Southwest managed to get landing slots at the airport by purchasing Morris Air Service, which was already operating there with service to Salt Lake City.

All of that has resulted in a long waiting list for carriers wishing to start Orange County service.

Reno Air would still be in a holding pattern if not for an agreement with American Airlines. American had been flying between John Wayne and San Jose, a popular business destination that also served as an important junction for flights headed east and farther north. It was a profitable run until newcomer Southwest began offering a $69 one-way fare--about half what American was charging.

Rather than cut fares and lose money, American proposed turning over the flights over to Reno Air, which has much lower overhead costs and could compete profitably against Southwest.
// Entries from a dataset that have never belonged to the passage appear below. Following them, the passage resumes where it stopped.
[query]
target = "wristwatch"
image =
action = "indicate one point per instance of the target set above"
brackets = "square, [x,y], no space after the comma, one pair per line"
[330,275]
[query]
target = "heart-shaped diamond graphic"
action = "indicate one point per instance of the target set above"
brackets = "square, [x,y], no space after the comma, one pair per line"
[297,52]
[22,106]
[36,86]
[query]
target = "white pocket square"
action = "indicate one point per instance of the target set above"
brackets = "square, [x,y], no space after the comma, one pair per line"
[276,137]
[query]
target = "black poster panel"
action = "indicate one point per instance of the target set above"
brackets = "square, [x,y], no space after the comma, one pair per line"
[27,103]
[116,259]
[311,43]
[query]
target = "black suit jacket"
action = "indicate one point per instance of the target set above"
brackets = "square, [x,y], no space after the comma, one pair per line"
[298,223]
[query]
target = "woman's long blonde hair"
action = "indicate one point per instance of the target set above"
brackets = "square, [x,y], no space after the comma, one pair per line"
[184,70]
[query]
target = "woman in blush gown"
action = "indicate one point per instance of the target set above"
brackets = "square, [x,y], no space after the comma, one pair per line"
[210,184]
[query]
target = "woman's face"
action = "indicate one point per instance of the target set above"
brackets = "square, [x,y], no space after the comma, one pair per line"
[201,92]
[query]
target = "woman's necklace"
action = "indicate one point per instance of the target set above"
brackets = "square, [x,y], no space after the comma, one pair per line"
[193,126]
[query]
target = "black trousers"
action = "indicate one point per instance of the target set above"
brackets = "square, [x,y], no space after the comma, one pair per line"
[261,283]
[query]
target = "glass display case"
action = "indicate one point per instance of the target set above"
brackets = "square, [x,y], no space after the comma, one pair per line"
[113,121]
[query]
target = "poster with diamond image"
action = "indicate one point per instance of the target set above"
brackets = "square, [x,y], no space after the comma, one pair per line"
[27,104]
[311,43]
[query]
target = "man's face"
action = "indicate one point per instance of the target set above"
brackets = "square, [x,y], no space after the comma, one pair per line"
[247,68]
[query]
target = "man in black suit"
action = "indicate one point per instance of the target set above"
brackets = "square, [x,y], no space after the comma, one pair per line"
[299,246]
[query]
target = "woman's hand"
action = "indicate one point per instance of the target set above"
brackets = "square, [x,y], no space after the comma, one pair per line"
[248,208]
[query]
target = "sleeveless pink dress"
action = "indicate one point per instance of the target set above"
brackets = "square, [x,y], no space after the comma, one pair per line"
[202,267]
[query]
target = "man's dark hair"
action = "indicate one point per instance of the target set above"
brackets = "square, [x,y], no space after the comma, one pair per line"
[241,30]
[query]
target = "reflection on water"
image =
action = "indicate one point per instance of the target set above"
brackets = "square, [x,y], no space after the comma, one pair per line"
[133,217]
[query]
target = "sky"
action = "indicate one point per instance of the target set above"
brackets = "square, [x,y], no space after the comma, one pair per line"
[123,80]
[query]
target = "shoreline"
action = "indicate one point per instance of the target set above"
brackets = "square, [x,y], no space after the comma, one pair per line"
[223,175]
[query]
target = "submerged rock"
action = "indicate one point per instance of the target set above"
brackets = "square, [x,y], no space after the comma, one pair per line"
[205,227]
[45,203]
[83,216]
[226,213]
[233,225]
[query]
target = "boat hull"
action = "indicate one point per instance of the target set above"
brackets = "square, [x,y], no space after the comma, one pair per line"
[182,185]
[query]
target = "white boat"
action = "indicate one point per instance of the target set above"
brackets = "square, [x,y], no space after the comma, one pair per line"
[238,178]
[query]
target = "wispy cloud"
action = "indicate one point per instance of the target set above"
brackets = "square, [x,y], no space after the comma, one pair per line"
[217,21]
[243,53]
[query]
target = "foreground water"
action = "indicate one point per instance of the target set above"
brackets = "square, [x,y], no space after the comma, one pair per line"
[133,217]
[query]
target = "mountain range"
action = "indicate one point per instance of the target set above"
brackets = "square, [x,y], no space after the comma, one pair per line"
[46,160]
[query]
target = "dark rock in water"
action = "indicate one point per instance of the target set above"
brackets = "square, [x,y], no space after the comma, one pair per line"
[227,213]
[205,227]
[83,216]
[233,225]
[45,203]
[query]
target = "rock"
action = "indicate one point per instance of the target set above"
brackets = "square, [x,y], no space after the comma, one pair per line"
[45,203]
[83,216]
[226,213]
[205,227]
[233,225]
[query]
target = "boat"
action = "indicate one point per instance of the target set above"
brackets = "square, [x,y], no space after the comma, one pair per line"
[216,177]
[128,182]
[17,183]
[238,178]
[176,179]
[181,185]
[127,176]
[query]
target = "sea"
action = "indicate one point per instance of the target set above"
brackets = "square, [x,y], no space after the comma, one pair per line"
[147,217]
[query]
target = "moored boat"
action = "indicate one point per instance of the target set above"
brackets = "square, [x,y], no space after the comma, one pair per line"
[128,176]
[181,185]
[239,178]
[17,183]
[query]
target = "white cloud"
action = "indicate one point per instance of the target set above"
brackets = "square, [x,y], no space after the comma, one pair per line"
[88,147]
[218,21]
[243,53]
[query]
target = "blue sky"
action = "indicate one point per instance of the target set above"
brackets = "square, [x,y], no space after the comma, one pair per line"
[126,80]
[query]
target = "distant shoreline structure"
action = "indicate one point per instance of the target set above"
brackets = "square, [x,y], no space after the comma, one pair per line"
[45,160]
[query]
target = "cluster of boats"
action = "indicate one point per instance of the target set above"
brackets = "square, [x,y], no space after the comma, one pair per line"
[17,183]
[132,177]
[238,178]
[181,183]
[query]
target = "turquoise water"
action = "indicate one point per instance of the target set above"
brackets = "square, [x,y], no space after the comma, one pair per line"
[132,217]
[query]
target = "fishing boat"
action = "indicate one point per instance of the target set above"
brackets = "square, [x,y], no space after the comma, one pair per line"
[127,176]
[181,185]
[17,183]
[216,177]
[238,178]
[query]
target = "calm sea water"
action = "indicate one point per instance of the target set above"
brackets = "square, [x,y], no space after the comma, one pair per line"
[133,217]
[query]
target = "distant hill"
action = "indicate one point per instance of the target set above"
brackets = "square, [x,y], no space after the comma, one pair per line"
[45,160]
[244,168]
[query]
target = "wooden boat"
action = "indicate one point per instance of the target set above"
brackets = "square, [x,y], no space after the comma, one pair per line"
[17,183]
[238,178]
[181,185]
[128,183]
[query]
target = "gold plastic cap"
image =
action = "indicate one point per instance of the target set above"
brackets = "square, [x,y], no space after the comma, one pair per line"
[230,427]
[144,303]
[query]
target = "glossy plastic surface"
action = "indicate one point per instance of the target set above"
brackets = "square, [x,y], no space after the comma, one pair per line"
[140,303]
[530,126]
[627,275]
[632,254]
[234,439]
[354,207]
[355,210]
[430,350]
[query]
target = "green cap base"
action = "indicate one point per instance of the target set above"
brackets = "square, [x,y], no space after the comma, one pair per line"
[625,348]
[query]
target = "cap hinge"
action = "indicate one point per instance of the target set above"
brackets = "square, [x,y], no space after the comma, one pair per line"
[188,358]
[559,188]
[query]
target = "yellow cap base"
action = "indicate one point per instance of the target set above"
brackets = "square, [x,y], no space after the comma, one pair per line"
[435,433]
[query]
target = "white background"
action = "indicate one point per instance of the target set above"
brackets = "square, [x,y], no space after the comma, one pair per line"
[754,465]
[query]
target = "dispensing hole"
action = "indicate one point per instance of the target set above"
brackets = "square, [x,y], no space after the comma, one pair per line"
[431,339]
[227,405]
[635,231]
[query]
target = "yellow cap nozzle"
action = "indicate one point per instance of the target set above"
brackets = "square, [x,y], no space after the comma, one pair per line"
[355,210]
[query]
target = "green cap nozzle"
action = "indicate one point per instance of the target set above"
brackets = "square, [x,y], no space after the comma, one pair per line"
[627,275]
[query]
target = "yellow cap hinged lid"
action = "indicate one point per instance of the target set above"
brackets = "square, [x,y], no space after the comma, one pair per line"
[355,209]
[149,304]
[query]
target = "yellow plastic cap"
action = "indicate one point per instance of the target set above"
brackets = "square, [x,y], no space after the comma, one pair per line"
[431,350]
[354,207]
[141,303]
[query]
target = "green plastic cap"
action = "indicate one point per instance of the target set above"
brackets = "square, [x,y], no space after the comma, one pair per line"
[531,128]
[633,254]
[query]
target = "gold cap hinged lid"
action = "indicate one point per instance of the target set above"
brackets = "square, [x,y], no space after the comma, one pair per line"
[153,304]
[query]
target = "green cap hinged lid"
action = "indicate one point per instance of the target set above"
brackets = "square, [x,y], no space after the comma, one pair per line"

Reno Air had hoped to start Orange County service during the summer but was blocked when the federal Department of Transportation insisted on reviewing the matter. Regulators have since cleared the agreement.

If the Board of Supervisors approves the affiliate plan, Reno Air officials say, they might be able to begin flying from Orange County as soon as this month with five daily fights to San Jose and one daily flight to Reno.

"United has waged a vigorous campaign to keep Reno Air out of Orange County," said Robert M. Rowen, Reno Air's vice president and general counsel. United's objections, he said, stem from the fact that it doesn't want competition for its Shuttle by United, which on Saturday began flights between John Wayne and Los Angeles International.

United, for its part, vows to keep fighting.

"We feel the county is . . . in effect, interfering with normal, free-market forces and encouraging the formation of cartels," lobbyist Wayne said. "We think that is the wrong way to go, and it will prevent Orange County residents from benefiting" from interstate air fare discounting wars among major carriers.

The carrier concedes, though, that it expects the Board of Supervisors to vote for a change of policy, especially with Riley having given it his blessing.

Airport officials say they see only benefits in encouraging more competition.

The affiliate proposal "makes regulation more flexible," said airport spokeswoman Courtney C. Wiercioch. "The carriers may choose to be part of an operating group or not part of an operating group."

She stopped short of predicting how Tuesday's vote will go. "At this point," Wiercioch said, "we don't know."